Está escrito nas paredes do Bek’s Bar, em Curitiba, que aquele é um boteco tradicional. Não com letras, mas com o vozerio do encontro animado entre amigos, o tilintar das garrafas grandes de cerveja, o clássico baleiro giratório e os petiscos fartos e cobertos por cebolinha picada. Quem fez isso nascer e dedicou ao estabelecimento quase 40 anos de trabalho foi Jefferson Eduardo de Lima, administrador do bar, morto no dia 29 de setembro, aos 65 anos. Antes de abrir o estabelecimento, estudou Economia e Contabilidade e trabalhou na área.
O bar se tornou, para ele, uma verdadeira paixão. Apesar de seu posto oficial ser no caixa ou tirando pedidos, atuava onde fosse preciso, desde levar os pedidos às mesas até fazer a matemática das comandas. Sua prioridade era estar presente e colocar o trabalho em ordem. A paixão pelo Bek’s Bar surgiu de outra paixão e de outro Bek’s. Aficionado por futebol, sentia falta de um local no Água Verde que ficasse aberto até mais tarde e, assim, pudesse receber ele e o time que tinha com os amigos, o Discípulos do Bek, para cervejas e resenhas futebolísticas.
Tudo isso há quatro décadas, quando a juventude ainda lhe permitia jogar assiduamente e participar de torneios com o time. Com o passar do tempo, o futebol dos campeonatos deu lugar a uma ou outra pelada entre amigos para distrair e animar. A torcida também fez parte de toda a sua vida.

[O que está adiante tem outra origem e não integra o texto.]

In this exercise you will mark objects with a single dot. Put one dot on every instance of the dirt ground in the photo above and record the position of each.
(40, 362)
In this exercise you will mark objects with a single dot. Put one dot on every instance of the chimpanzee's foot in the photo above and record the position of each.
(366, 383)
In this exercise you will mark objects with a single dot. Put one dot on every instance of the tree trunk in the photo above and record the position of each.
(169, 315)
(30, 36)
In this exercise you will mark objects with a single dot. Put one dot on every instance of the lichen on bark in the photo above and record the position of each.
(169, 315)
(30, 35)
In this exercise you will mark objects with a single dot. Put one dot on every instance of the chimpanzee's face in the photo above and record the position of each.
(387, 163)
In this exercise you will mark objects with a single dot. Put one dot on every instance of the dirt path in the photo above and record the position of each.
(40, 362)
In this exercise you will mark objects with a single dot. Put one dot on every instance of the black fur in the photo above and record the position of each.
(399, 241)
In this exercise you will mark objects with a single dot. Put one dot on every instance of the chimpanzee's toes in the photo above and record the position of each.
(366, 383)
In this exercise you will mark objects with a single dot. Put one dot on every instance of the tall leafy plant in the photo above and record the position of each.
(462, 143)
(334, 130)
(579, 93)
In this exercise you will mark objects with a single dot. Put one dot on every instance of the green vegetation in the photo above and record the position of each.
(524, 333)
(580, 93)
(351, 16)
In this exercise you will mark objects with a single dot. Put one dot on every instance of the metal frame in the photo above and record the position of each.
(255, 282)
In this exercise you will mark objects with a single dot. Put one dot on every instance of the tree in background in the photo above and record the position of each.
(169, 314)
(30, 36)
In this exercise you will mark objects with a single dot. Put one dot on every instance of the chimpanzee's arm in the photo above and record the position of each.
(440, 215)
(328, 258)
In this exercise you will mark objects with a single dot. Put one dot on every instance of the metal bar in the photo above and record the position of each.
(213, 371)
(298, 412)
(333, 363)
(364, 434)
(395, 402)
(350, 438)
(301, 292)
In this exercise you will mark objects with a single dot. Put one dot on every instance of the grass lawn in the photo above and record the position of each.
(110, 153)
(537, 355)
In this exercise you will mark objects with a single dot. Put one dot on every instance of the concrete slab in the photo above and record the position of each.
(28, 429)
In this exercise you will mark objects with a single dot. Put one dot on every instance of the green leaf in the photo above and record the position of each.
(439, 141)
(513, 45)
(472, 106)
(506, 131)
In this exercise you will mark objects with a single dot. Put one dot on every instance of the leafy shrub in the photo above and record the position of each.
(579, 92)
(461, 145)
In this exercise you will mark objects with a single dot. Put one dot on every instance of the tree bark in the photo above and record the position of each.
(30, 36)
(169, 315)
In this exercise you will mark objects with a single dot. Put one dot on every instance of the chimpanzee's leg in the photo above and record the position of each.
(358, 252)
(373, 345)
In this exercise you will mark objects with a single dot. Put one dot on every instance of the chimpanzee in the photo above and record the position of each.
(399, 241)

Viu seu time do coração, o Pinheiros, se transformar em Paraná Clube e sua torcida se transformar junto. Neste e em todos os outros aspectos da vida, era um homem cheio de esperança, que acreditava na vitória mesmo nos cenários menos favoráveis.

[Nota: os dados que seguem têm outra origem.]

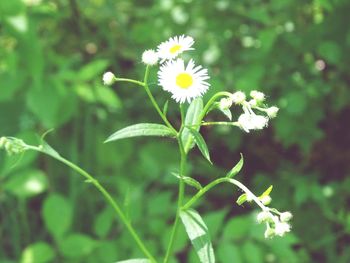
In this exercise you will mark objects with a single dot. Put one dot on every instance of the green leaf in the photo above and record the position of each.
(236, 169)
(165, 108)
(197, 231)
(137, 260)
(142, 129)
(190, 181)
(241, 199)
(200, 143)
(192, 119)
(39, 252)
(76, 245)
(27, 183)
(57, 215)
(103, 222)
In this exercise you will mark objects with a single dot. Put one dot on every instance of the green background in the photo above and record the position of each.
(52, 57)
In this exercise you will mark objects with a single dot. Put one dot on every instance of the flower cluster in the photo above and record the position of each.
(12, 145)
(249, 120)
(276, 225)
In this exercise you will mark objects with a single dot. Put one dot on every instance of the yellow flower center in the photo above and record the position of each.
(174, 49)
(184, 80)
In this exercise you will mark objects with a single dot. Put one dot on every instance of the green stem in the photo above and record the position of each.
(129, 80)
(106, 195)
(226, 123)
(206, 108)
(205, 189)
(149, 93)
(180, 198)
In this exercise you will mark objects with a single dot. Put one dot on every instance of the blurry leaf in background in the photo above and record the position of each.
(39, 252)
(27, 183)
(57, 213)
(76, 245)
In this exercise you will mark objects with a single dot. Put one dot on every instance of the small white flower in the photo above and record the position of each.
(225, 103)
(272, 112)
(281, 228)
(184, 82)
(108, 78)
(150, 57)
(171, 48)
(238, 97)
(286, 216)
(250, 121)
(257, 95)
(264, 216)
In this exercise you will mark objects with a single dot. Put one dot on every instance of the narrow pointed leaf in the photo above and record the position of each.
(201, 143)
(192, 119)
(241, 199)
(142, 129)
(165, 108)
(198, 233)
(236, 169)
(189, 181)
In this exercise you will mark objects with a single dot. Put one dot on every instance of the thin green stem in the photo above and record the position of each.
(106, 195)
(155, 104)
(180, 198)
(206, 108)
(205, 189)
(129, 80)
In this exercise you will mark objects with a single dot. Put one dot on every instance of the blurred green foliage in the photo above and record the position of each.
(52, 56)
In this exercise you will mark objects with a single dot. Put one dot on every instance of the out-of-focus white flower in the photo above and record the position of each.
(257, 95)
(184, 82)
(286, 216)
(238, 97)
(281, 228)
(171, 48)
(272, 112)
(250, 121)
(150, 57)
(108, 78)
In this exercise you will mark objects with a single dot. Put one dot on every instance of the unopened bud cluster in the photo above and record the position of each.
(12, 145)
(276, 225)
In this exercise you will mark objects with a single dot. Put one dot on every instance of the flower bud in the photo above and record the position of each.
(257, 95)
(108, 78)
(286, 216)
(272, 112)
(150, 57)
(264, 216)
(225, 103)
(266, 200)
(238, 97)
(269, 232)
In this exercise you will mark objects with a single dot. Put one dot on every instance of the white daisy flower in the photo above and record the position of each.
(171, 48)
(185, 83)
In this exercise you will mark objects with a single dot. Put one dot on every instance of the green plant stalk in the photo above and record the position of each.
(225, 123)
(205, 189)
(206, 108)
(107, 196)
(180, 198)
(154, 103)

Apesar de ser paranista, não se avizinha a um estádio de futebol por acaso. A proximidade entre o bar e a Arena da Baixada, casa do Athletico, garante presença em massa dos torcedores rubro-negros, especialmente em dias de jogos decisivos. Há testemunhos de que ali o chão chega a tremer com a presença dos torcedores ávidos por uma cerveja gelada. Mesmo quando não há jogo, a alegria do bairro é garantida pela dobradinha, carne de onça, rollmops e pelo bolinho de carne, que já ganhou até Prêmio Bom Gourmet de melhor petisco da cidade. O cenário dos dois salões que formam o bar fica completo com cadeiras cinquentenárias feitas de imbuia, que de acordo com Giovanna Lima, filha de Jefferson, “dão a impressão de que os bêbados podem se sentir seguros, que eles não vão cair das cadeiras resistentes”.

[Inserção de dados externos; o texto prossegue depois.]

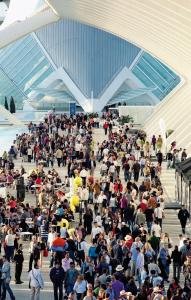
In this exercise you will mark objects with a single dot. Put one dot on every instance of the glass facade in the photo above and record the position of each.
(23, 66)
(152, 73)
(91, 57)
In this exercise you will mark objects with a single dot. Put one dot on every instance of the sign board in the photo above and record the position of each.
(72, 108)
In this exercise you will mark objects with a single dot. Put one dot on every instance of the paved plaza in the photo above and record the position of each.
(170, 224)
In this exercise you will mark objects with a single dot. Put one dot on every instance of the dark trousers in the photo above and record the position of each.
(6, 288)
(159, 221)
(59, 161)
(31, 259)
(58, 291)
(18, 271)
(183, 225)
(81, 256)
(136, 176)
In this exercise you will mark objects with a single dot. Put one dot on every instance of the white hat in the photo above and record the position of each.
(156, 289)
(123, 293)
(119, 268)
(128, 238)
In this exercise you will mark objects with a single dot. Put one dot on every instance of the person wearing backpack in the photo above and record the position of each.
(183, 216)
(57, 275)
(36, 282)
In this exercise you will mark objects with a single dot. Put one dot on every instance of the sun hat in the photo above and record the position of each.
(128, 238)
(119, 268)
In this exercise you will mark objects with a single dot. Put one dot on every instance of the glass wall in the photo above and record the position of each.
(153, 73)
(23, 66)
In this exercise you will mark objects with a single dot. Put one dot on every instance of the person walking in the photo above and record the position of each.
(18, 259)
(183, 216)
(176, 257)
(57, 275)
(6, 278)
(36, 282)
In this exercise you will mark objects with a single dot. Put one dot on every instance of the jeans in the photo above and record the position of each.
(6, 288)
(126, 176)
(35, 293)
(58, 289)
(9, 250)
(149, 225)
(168, 165)
(176, 270)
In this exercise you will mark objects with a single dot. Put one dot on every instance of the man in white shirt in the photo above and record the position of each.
(156, 228)
(66, 262)
(95, 230)
(139, 265)
(83, 175)
(158, 212)
(51, 237)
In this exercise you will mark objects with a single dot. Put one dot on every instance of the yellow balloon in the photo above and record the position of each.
(72, 207)
(75, 188)
(78, 181)
(64, 223)
(75, 200)
(71, 231)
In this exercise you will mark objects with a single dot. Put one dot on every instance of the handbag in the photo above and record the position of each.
(45, 252)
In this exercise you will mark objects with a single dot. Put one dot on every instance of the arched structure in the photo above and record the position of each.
(161, 27)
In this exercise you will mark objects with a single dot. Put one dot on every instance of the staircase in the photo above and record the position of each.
(10, 117)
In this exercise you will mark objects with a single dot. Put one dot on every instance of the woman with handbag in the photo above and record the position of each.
(36, 282)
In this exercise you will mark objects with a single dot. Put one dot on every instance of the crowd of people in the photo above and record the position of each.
(98, 216)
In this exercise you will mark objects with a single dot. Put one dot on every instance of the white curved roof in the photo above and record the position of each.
(161, 27)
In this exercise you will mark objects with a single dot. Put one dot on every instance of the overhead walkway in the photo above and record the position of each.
(10, 117)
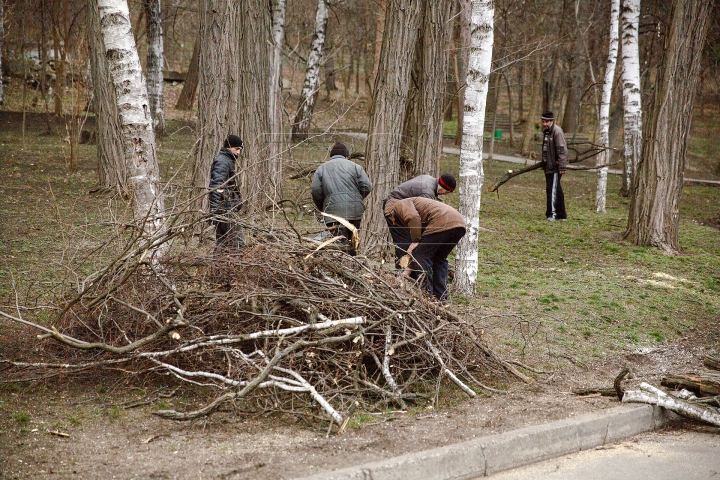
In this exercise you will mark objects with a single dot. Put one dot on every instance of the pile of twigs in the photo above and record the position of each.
(278, 322)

Jefferson literalmente riscava os dias no calendário, com ansiedade, para a chegada do verão e da temporada de um mês em Guaratuba com a família. A viagem era tão tradicional que ele chegou a alugar um caminhão para levar todo o pessoal para a praia. Lá, a diversão era em estado puro. Momento de reunir os queridos e contar as melhores histórias e piadas. E também de pregar algumas peças, como era de seu gosto. Os familiares ficavam receosos de tirar uma soneca perto dele pois poderiam acordar com o rosto pintado. Já teve tia-avó que acordou com caranguejo plantado por ele no quarto para fazer uma graça durante a sesta.
Giovanna lembra que até os momentos não tão obviamente divertidos ganhavam um ar mais leve com o pai. Como na inundação que aconteceu na praia quando ela era pequena, mas que rendeu um animado passeio de boia pelas ruas alagadas de Guaratuba. “Acredito que os momentos mais felizes que ele viveu foram na praia, por isso ele esperava tanto todo ano”, conta a filha.
No velório de Jefferson, ele pediu uma última graça: que fosse tocada a música do obituário de uma rádio da capital da qual era fã. A filha também resolveu um antigo desconforto dele. "Ele detestava escuro. Então no caixão coloquei uma lâmpada para que não precisasse ficar no escuro mais", conta Giovanna. Jefferson deixa esposa, uma filha e um filho.